L’agression contre la Libye était devenue inévitable dès lors que le Nigéria, l’Afrique du Sud et le Gabon s’étaient déshonorés en approuvant la zone d’exclusion aérienne proposée par le Conseil de sécurité de l’ONU. L’onde de choc de l’offensive euro-américaine s’étend vers les Sud et embrasera bientôt le continent entier. La Corne de l’Afrique n’est déjà plus qu’un champ de bataille où règnent le feu et la famine, œuvre des Américains, mais avec le soutien total des Africains et de leurs institutions régionales. En Occident, l’ECOWAS sert de légitimation à la politique impériale, pendant qu’au Sahel les Africains se battent pour trouver des objectifs appropriés aux Américains. Tous les ans les Américains réunissent les militaires du continent pour leur apprendre le commandement et le contrôle de leurs troupes, ce qui rend leurs armées incapables de résister au véritable ennemi : les USA et l’OTAN.
Trompée par une classe politico-militaire désireuse de s’intégrer à tout prix dans le système impérial, l’Afrique est sans défense face à l’agression euro-américaine.
Seuls les bidonvilles et le bush peuvent détourner cette catastrophe.
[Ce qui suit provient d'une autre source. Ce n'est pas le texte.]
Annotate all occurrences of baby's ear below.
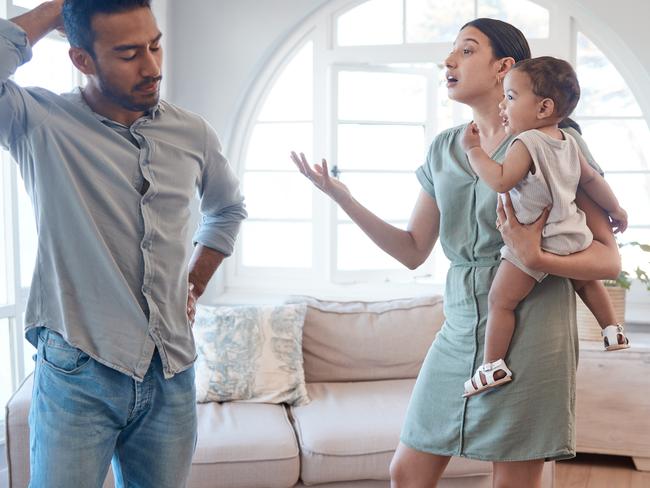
[537,98,555,120]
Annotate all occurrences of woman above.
[292,19,620,488]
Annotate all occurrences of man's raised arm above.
[11,0,63,46]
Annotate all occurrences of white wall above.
[165,0,650,148]
[167,0,327,145]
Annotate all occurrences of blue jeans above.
[29,328,197,488]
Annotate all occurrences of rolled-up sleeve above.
[0,19,32,148]
[194,123,248,256]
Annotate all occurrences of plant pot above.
[576,286,627,341]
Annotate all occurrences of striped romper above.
[501,129,593,281]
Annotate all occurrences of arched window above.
[227,0,650,304]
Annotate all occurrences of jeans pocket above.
[39,329,91,374]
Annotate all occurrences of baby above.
[462,56,629,396]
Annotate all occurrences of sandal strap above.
[475,359,512,386]
[600,324,627,347]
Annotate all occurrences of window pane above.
[338,173,420,221]
[337,224,404,271]
[14,38,75,93]
[246,123,314,170]
[259,42,314,121]
[576,32,642,116]
[477,0,549,39]
[242,221,312,266]
[337,124,425,171]
[336,0,404,46]
[243,170,313,219]
[0,319,13,407]
[406,0,474,42]
[578,119,650,172]
[605,173,650,225]
[338,71,427,123]
[0,158,12,305]
[17,176,38,288]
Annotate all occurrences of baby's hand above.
[609,207,627,234]
[460,122,481,153]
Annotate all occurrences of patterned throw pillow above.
[194,304,309,406]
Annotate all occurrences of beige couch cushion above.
[291,379,492,485]
[291,296,444,383]
[188,403,300,488]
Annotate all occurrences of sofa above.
[6,296,554,488]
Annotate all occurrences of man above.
[0,0,246,488]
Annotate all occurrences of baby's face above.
[499,69,543,134]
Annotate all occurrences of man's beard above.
[97,70,162,112]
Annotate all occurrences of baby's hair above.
[512,56,580,119]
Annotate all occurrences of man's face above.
[91,8,162,112]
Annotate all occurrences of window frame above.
[0,0,83,445]
[227,0,571,301]
[221,0,650,320]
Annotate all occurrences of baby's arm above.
[578,151,627,232]
[461,123,533,193]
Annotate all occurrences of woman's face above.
[445,26,503,105]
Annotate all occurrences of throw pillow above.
[194,304,309,406]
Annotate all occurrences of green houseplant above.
[605,241,650,291]
[577,241,650,341]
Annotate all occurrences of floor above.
[555,454,650,488]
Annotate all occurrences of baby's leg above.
[571,280,627,344]
[571,280,618,329]
[483,259,536,363]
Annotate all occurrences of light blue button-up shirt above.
[0,19,246,380]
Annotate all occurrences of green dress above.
[401,125,597,461]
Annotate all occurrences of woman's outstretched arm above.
[291,153,440,269]
[497,191,621,280]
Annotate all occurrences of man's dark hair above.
[62,0,151,56]
[512,56,580,119]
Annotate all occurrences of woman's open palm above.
[291,151,350,204]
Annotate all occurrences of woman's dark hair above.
[460,17,582,134]
[460,17,531,62]
[62,0,151,56]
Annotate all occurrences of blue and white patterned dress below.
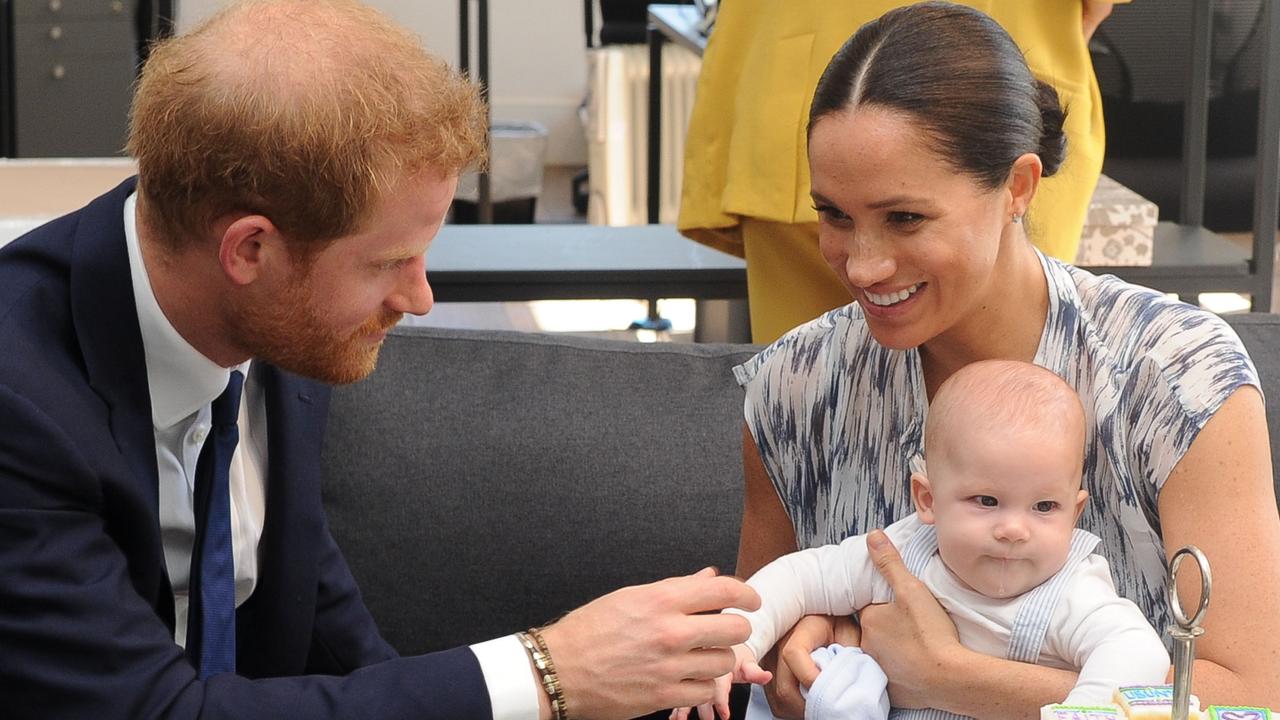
[735,255,1261,641]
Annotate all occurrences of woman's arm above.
[737,423,858,720]
[736,423,797,578]
[1160,387,1280,707]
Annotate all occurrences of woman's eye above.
[813,204,849,223]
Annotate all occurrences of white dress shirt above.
[124,193,541,720]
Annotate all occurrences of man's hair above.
[128,0,486,254]
[924,360,1084,461]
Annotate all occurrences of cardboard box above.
[1075,176,1160,266]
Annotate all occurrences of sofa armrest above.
[324,328,754,653]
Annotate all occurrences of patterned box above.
[1075,176,1160,265]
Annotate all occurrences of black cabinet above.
[0,0,138,158]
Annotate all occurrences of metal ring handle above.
[1169,544,1213,630]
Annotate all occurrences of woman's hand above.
[858,530,964,707]
[762,615,860,720]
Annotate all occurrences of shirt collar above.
[124,192,248,429]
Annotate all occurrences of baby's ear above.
[911,473,933,525]
[1075,488,1089,521]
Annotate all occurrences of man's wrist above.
[516,628,568,720]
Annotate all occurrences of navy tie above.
[187,370,244,680]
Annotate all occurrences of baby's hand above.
[671,644,773,720]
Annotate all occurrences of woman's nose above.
[845,237,897,287]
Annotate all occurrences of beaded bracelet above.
[516,628,568,720]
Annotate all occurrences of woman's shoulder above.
[1069,268,1249,373]
[733,302,877,386]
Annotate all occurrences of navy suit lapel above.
[237,363,329,678]
[70,178,174,628]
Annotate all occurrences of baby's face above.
[920,422,1087,598]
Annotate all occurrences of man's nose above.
[385,258,435,315]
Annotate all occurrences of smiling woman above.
[737,3,1280,719]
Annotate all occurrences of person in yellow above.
[678,0,1126,343]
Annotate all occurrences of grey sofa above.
[324,315,1280,671]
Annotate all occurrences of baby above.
[673,360,1169,719]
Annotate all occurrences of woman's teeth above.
[863,283,920,307]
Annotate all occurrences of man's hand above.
[543,568,760,720]
[858,530,961,708]
[764,615,860,720]
[669,644,773,720]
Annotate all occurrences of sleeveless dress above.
[735,255,1261,644]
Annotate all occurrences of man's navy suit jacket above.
[0,179,490,720]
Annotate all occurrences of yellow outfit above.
[678,0,1121,342]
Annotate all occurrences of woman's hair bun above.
[1036,79,1066,177]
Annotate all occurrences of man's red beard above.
[238,271,403,384]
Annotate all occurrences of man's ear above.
[911,473,933,525]
[1073,488,1089,523]
[1007,152,1044,217]
[218,215,285,286]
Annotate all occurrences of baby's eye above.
[888,210,924,227]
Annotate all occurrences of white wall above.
[177,0,586,165]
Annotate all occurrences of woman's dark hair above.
[809,3,1066,190]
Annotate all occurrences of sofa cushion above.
[324,314,1280,653]
[324,328,753,653]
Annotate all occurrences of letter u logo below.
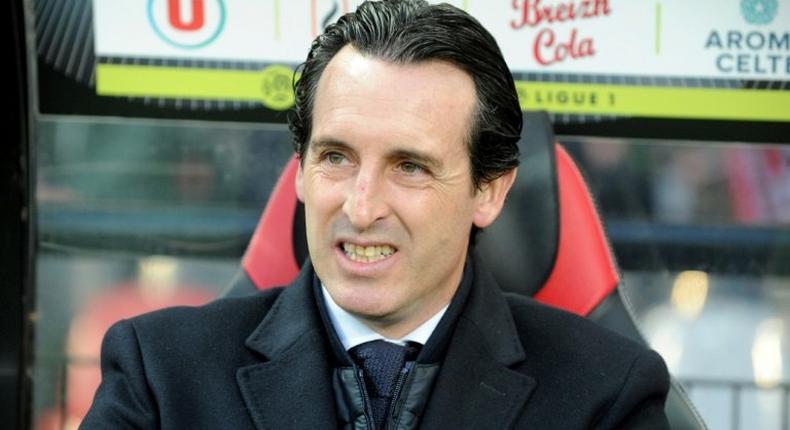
[167,0,205,31]
[148,0,225,49]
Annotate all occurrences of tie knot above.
[348,340,420,429]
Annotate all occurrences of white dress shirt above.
[321,284,450,351]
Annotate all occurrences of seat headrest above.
[476,111,559,296]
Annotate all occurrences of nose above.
[343,169,390,231]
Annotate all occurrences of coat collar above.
[236,264,336,430]
[422,250,536,429]
[236,257,536,429]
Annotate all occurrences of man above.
[83,0,668,429]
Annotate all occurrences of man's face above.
[296,45,504,337]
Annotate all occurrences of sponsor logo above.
[147,0,226,49]
[741,0,779,25]
[704,0,790,79]
[510,0,612,66]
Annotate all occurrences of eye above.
[398,161,426,175]
[324,152,346,166]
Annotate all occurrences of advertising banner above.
[38,0,790,136]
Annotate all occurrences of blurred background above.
[7,0,790,430]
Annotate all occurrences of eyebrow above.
[310,137,442,170]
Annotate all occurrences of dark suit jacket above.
[82,256,668,430]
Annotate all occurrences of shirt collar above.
[321,284,450,351]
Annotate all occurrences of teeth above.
[343,243,395,263]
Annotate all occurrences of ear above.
[474,169,517,228]
[294,159,304,203]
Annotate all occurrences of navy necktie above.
[348,340,420,429]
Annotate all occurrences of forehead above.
[311,45,477,156]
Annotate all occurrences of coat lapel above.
[236,264,336,430]
[422,259,537,429]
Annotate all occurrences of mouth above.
[340,242,398,263]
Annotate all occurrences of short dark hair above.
[289,0,522,188]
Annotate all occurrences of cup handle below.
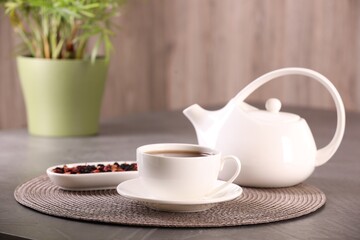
[205,155,241,197]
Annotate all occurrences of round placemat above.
[14,175,326,227]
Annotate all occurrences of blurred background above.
[0,0,360,129]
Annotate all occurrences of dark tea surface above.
[146,150,214,157]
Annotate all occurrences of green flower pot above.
[17,57,108,137]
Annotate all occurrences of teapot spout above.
[183,104,216,147]
[183,104,232,148]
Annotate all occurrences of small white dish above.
[46,161,138,191]
[117,178,242,212]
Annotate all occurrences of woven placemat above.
[14,175,326,227]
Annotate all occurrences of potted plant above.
[0,0,124,136]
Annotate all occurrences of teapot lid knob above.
[265,98,281,113]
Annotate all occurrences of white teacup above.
[136,143,241,200]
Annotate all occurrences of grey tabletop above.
[0,108,360,240]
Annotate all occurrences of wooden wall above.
[0,0,360,128]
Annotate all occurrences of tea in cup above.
[137,143,241,200]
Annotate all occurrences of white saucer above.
[117,178,242,212]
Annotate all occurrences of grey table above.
[0,108,360,240]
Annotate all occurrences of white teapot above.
[183,68,345,187]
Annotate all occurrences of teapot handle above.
[234,68,345,166]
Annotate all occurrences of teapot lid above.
[248,98,300,124]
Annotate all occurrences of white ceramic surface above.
[117,179,242,212]
[136,143,241,200]
[46,161,138,191]
[184,68,345,187]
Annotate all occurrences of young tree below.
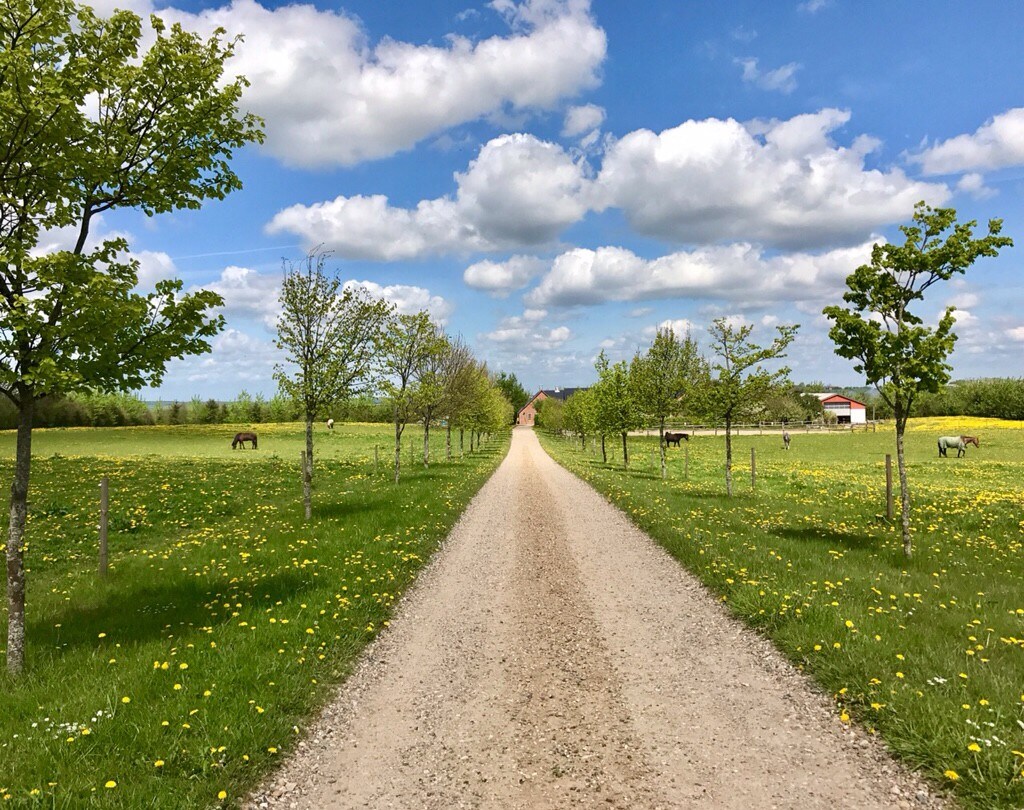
[824,203,1014,557]
[630,328,707,478]
[594,351,642,468]
[495,372,529,417]
[703,317,799,497]
[381,311,441,483]
[0,0,262,673]
[273,248,392,507]
[416,327,452,467]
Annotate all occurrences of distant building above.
[515,388,587,425]
[808,392,867,425]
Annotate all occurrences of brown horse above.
[939,436,981,459]
[231,433,256,450]
[665,431,690,447]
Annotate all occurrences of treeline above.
[915,378,1024,419]
[0,391,391,430]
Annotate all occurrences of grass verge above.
[0,425,508,808]
[542,419,1024,808]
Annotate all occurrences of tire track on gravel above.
[251,430,942,810]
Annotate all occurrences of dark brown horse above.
[231,433,256,450]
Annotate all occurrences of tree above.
[594,351,641,468]
[495,372,529,419]
[823,202,1014,557]
[273,248,391,519]
[630,328,707,478]
[0,0,262,673]
[703,317,799,497]
[381,311,442,483]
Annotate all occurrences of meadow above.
[0,424,508,808]
[542,418,1024,808]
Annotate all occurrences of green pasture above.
[0,425,508,808]
[542,419,1024,808]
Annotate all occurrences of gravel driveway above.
[251,428,942,810]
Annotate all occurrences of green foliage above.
[0,424,508,810]
[823,203,1013,435]
[273,249,393,423]
[540,420,1024,810]
[495,372,529,421]
[823,202,1013,556]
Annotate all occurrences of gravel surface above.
[250,429,945,810]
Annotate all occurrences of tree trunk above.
[657,417,669,481]
[7,393,36,675]
[394,418,401,483]
[895,412,912,559]
[725,416,732,498]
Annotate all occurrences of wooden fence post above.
[886,453,893,522]
[99,475,111,579]
[301,451,313,520]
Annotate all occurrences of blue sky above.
[83,0,1024,399]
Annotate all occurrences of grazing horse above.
[665,432,690,447]
[231,433,256,450]
[939,436,981,459]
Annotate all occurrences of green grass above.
[542,419,1024,808]
[0,425,508,808]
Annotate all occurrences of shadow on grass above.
[771,525,882,550]
[28,571,314,664]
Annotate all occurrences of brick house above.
[515,388,587,426]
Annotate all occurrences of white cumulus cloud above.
[267,134,590,260]
[596,109,949,249]
[525,243,871,306]
[154,0,606,167]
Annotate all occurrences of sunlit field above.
[0,425,508,808]
[542,418,1024,808]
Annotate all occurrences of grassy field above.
[0,425,507,808]
[542,419,1024,808]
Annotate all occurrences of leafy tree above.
[381,311,442,483]
[495,372,529,417]
[0,0,262,673]
[630,328,707,478]
[562,388,607,450]
[273,248,391,509]
[703,317,798,497]
[594,351,643,468]
[823,203,1013,557]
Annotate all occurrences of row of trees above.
[274,249,513,509]
[538,318,798,496]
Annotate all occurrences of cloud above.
[595,109,950,250]
[956,172,996,200]
[266,134,589,261]
[202,265,281,330]
[462,256,548,298]
[524,243,871,306]
[562,104,605,138]
[910,106,1024,174]
[483,309,572,351]
[344,281,455,326]
[733,56,803,95]
[154,0,607,168]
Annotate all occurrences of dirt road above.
[253,429,940,810]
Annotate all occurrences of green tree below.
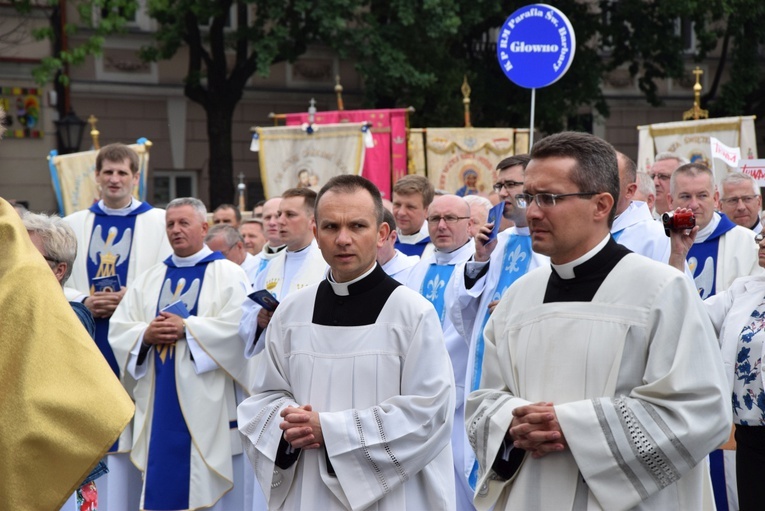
[16,0,348,207]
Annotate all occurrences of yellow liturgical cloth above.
[0,199,134,511]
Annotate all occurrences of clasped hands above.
[279,405,324,449]
[143,312,184,344]
[507,402,568,458]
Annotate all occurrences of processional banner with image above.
[637,116,757,184]
[252,123,368,198]
[48,138,151,216]
[286,108,408,199]
[420,128,529,197]
[0,87,44,138]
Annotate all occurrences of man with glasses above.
[406,195,475,511]
[446,154,549,496]
[466,132,731,511]
[377,209,420,284]
[648,152,688,218]
[205,224,258,283]
[719,172,762,234]
[669,163,762,299]
[239,188,327,357]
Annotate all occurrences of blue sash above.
[143,252,224,510]
[253,257,271,276]
[468,234,532,490]
[86,202,152,377]
[687,214,736,300]
[420,263,454,325]
[393,236,430,257]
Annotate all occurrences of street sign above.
[497,4,576,89]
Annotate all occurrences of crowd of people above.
[0,127,765,511]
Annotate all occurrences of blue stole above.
[687,214,736,300]
[393,236,430,257]
[143,252,225,510]
[468,234,532,490]
[86,202,152,377]
[420,263,454,325]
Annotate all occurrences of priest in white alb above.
[109,198,252,511]
[238,175,454,511]
[466,132,731,511]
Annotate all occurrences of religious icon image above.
[455,167,480,197]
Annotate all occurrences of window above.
[93,0,156,32]
[675,18,696,53]
[149,170,199,208]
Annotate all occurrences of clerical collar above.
[515,225,531,236]
[287,240,313,254]
[98,198,143,216]
[398,222,430,245]
[327,263,378,296]
[693,213,720,244]
[433,238,473,258]
[171,245,212,268]
[266,242,287,254]
[550,233,611,280]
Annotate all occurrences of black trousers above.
[736,425,765,511]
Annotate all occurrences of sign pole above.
[497,4,576,149]
[529,87,537,152]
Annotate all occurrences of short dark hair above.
[531,131,620,227]
[96,143,138,174]
[383,208,396,232]
[316,174,384,225]
[497,154,531,171]
[669,162,717,197]
[616,151,637,183]
[393,175,436,208]
[213,204,242,223]
[282,188,316,214]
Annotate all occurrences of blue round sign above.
[497,4,576,89]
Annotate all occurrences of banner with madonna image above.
[637,115,757,184]
[250,123,371,198]
[425,128,528,197]
[48,138,151,216]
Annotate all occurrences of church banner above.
[286,108,407,199]
[48,138,150,216]
[253,123,367,198]
[425,128,528,196]
[637,116,757,183]
[738,160,765,188]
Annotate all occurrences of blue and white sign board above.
[497,4,576,89]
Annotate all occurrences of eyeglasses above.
[720,195,759,206]
[428,215,470,225]
[515,192,600,208]
[492,181,523,193]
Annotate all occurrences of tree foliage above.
[13,0,765,202]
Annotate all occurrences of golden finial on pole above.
[236,172,247,213]
[683,66,709,121]
[460,75,473,128]
[335,75,345,110]
[88,114,101,151]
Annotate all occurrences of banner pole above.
[529,88,537,148]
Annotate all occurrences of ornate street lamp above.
[53,111,87,154]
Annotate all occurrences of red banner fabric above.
[286,108,407,199]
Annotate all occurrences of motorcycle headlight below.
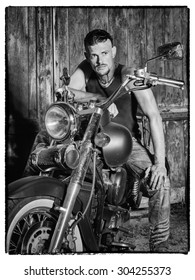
[45,103,77,140]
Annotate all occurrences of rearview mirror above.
[157,42,183,60]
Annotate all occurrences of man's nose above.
[97,55,102,64]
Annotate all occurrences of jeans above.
[127,138,170,250]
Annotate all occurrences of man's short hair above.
[84,29,113,50]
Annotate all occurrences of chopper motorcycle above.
[6,42,184,254]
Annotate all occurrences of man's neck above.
[98,66,115,87]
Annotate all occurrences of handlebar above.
[149,74,184,90]
[127,69,184,90]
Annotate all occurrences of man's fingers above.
[144,166,151,178]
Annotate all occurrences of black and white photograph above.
[3,3,191,279]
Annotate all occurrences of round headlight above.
[45,103,76,140]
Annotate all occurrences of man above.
[69,29,170,252]
[24,29,170,252]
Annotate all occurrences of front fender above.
[6,176,99,252]
[6,176,66,199]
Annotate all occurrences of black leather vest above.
[79,60,139,138]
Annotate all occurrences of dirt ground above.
[128,203,190,254]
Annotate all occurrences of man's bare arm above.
[134,89,166,189]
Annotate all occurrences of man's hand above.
[108,103,118,118]
[145,164,167,190]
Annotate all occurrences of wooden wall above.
[6,6,189,201]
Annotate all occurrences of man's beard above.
[95,64,110,77]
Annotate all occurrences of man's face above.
[86,39,116,76]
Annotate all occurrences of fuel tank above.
[103,122,133,168]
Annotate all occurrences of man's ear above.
[112,46,116,58]
[84,52,89,60]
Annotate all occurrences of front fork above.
[48,108,102,254]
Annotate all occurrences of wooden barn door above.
[6,7,189,201]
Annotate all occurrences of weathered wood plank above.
[37,8,53,124]
[68,8,88,73]
[28,7,38,119]
[53,7,70,89]
[6,7,28,118]
[165,8,184,106]
[180,7,189,106]
[146,8,166,104]
[108,8,128,65]
[87,7,108,31]
[127,8,146,68]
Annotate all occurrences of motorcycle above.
[6,42,184,254]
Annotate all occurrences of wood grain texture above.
[37,8,53,124]
[6,6,189,196]
[6,7,28,118]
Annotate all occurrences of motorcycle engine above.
[103,167,127,206]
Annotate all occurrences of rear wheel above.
[6,197,83,255]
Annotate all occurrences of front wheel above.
[6,197,83,255]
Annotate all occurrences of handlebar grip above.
[150,74,184,89]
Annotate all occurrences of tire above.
[6,197,83,255]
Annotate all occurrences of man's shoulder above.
[77,59,93,79]
[121,65,136,75]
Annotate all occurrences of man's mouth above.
[96,64,106,70]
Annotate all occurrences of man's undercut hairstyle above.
[84,29,113,51]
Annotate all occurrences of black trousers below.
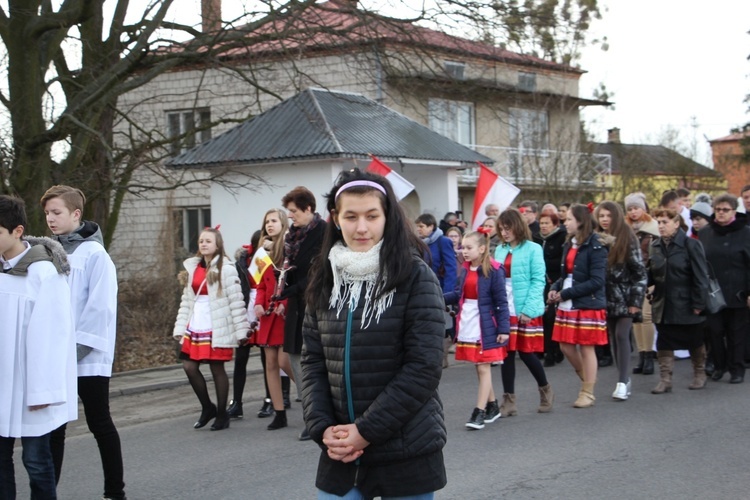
[708,307,750,376]
[50,377,125,499]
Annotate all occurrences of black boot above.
[281,377,292,410]
[227,399,244,418]
[642,351,656,375]
[633,351,646,373]
[266,410,287,431]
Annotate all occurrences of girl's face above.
[565,210,578,234]
[462,236,487,266]
[482,217,497,238]
[334,192,385,252]
[500,227,516,245]
[263,212,281,238]
[656,215,680,238]
[599,208,612,231]
[539,217,555,236]
[198,232,218,258]
[448,231,461,249]
[628,205,643,222]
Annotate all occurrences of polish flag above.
[471,162,521,231]
[365,155,414,201]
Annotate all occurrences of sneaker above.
[484,399,500,424]
[612,382,628,401]
[466,408,485,430]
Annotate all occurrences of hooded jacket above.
[52,221,117,377]
[698,213,750,308]
[0,237,78,437]
[172,256,250,348]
S’ils veulent résister aux Américains et aux Européens, les Africains doivent en premier lieu lutter contre leurs propres gouvernements.
Glen Ford
NdlT: J'ai traduit ce texte car il me semble rectifier un peu la désinformation scandaleuse qui a cours dans les médias français. Cependant je doute que Kadhafi ait jamais joué un rôle positif et en ce qui concerne la Syrie je juge urgent d'attendre. En outre je considère que la France n'est autre chose que le jouet des USA dans cette affaire (et en train de perdre son statut de puissance coloniale, ce dont je me réjouirais si c'était au profit des Africains eux-mêmes et non du monde anglo-saxon.) Enfin je regrette que ce texte ignore totalement les intérêts impérialistes des nouveaux pays émergents, principalement l'Inde et la Chine, qui s'approprient notamment les riches terres agricoles africaines, dont ils ont - contrairement aux USA et à l'Europe, intéressés par les seules richesses du sous-sol ainsi que par une main-d'oeuvre sous-payée - un besoin urgent. Inde et Chine doivent en effet nourrir une population pléthorique sur des surfaces chaque jour réduites par l'industrialisation et le mode de vie occidental. L'article ne voit donc pas que le malheureux continent africain est un terrain de conquête où s'affronte le reste du monde. Ceci posé, Dumont avait raison quand il écrivait, voici déjà près de quarante ans: l'Afrique noire est mal partie.